By Joshua Benton
The Wilmer-Hutchins school district may not have the money to pay its bills this summer, but teachers want to ensure their paychecks are secure.
A teachers group filed suit Monday against the district and a bank to ensure that teachers will be first in line if the district’s financial assets are liquidated.
“We have no intention of letting anyone deny teachers one-third of their annual salary for this school year and making them and their families suffer as a result,” said Joe Tave, president of the Wilmer-Hutchins Education Association.
Wilmer-Hutchins is, once again, teetering on the edge of financial crisis. Twice this school year it has been unable to pay its employees on time.

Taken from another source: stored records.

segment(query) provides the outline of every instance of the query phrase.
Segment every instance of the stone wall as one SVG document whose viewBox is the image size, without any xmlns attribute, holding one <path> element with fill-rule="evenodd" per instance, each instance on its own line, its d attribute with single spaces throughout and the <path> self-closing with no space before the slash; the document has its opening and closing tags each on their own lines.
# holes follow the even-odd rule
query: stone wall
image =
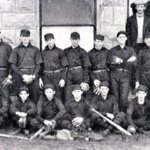
<svg viewBox="0 0 150 150">
<path fill-rule="evenodd" d="M 31 41 L 39 46 L 39 0 L 0 0 L 0 30 L 4 41 L 19 44 L 20 30 L 31 30 Z"/>
<path fill-rule="evenodd" d="M 116 44 L 116 34 L 125 30 L 127 0 L 97 0 L 97 33 L 104 34 L 106 47 Z"/>
</svg>

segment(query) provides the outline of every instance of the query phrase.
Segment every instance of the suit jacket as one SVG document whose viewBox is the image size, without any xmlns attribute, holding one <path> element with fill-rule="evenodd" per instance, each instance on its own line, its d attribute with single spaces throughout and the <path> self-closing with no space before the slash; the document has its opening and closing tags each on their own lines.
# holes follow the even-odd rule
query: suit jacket
<svg viewBox="0 0 150 150">
<path fill-rule="evenodd" d="M 137 36 L 138 36 L 138 25 L 136 15 L 132 15 L 127 19 L 126 32 L 128 34 L 127 45 L 135 48 Z M 143 37 L 146 32 L 150 32 L 150 18 L 146 15 L 144 16 L 144 27 L 143 27 Z"/>
</svg>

The district will need more than $2 million to meet its payroll obligations between now and the end of the summer, and state funds to the district are nearly dried up.
In addition, the district doesn’t have money to repay a $2.8 million loan to Wells Fargo, and the bank has filed suit to recover the funds.
The suit seeks a judgment declaring that the teachers’ right to their salaries supersedes Wells Fargo’s right to its loan – meaning that the bank could not recover any funds until teachers are all paid. Teachers work on a 10-month contract but are paid their salary over 12 months.
The suit was filed by the Texas State Teachers Association, one of the four main state teacher groups. Spokesman Richard Kouri said that the suit technically only seeks to ensure paychecks for TSTA members in the district but that as a practical matter, any judgment in its favor would apply to other district employees.
Wilmer-Hutchins was recently taken over by a board of state managers, which is considering shutting down the district entirely. Following corruption allegations in the district, residents recently voted to reduce the district’s budget by 40 percent.